Martedì, 2 agosto 2011 - 11:59:00


"In merito agli stralci del verbale di perquisizione e sequestro del mio appartamento
apparsi oggi su alcuni organi di informazione - scrive Filippo Penati in una nota - voglio precisare quanto segue: l'autovettura Bmw serie 5, vecchia di cinque anni, e' del 2006 non era in garage ma in strada ed e' intestata a una societa' finanziaria di San Donato Milanese, in quanto questa e' la societa' di leasing della stessa Bmw. La moto di grossa cilindrata in realta' e' una Motoguzzi 750 Nevada, di 10 anni fa, che ho recentemente acquistato usata".

"Le somme in contanti ritrovate - prosegue - non erano in diversi posti ma nella mia camera da letto e sono riferibili alle mie disponibilita' e non riconducibili a fatti che mi sono contestati vecchi di 12 anni. Tengo quel denaro a disposizione per i miei viaggi in Italia e all'estero. Desidero chiarire tutto questo per evitare suggestioni che non hanno nessuna ragione d'essere nei fatti. Ribadisco la mia totale estraneita' ai fatti contestati", conclude Penati.

L'ex sindaco di Sesto grida alla calunnia. Penati, coinvolto in un'inchiesta della Procura di Monza, punta il dito contro lo "stillicidio di notizie sulla stampa che riportano ricostruzioni unilaterali e non aggiungono elementi alla tesi accusatoria iniziale ma, anzi, creano una confusione mischiando fatti, date, persone e cifre". Penati, insomma, non ci sta a vedersi associato a "fatti che vengono contestati ad altri e spesso, per tenere alta l'attenzione, si e' ricorsi al riassunto delle puntate precedenti. Di fatto - ha detto l'esponente del Pd - continuano ad esserci soltanto due persone inquisite che mi accusano. Uno con la tesi paradossale di chi chiede la restituzione, dopo 7 anni, delle 'mazzette' e l'altro, Pasini, candidato perdente a sindaco di Sesto San Giovanni, che se le calunnie che oggi mi riversa fossero state vere, le avrebbe potuto usare nella campagna elettorale del 2007 ottenendo cosi' una sicura vittoria". Ma secondo Penati c'e' di piu': "questo signore imprenditore - ha attaccato - nella sua posizione privilegiata in quanto ha a disposizione una tribuna pubblica del consiglio comunale oltre che il ruolo di pubblico ufficiale, arriva a dichiarare, dopo oltre 10 anni, di essere stato costretto a pagare, e di esserlo stato anche in questi ultimi anni mentre e' consigliere comunale.

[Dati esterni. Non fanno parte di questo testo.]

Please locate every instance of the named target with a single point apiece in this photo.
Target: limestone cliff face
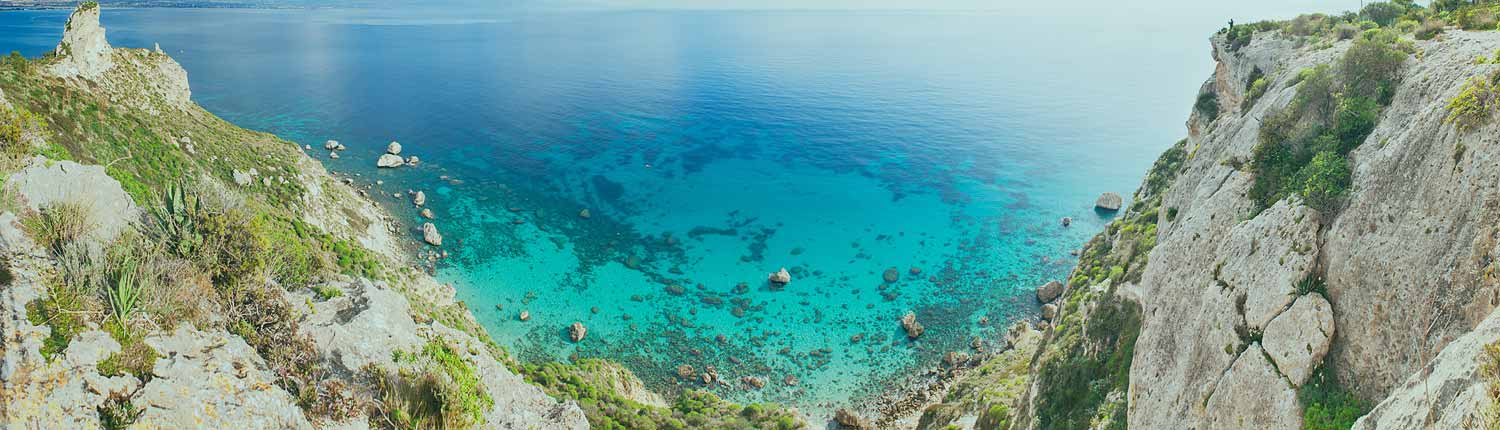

Infine - ha concluso - trovo incredibile e lesivo della verita' come viene rappresentata su alcuni media il ritrovamento del denaro in contante durante la perquisizione in casa mia. Tale denaro proviene interamente dal mio conto in banca, come e' facilissimo verificare, e non ha nulla a che vedere con le accuse riferite a fatti di 12 anni fa". Penati ha quindi voluto sottolineare di essere "sereno" e di non avere "nulla da temere. Confido - ha detto - che nel piu' breve tempo possibile cadra' questa montagna di calunnie".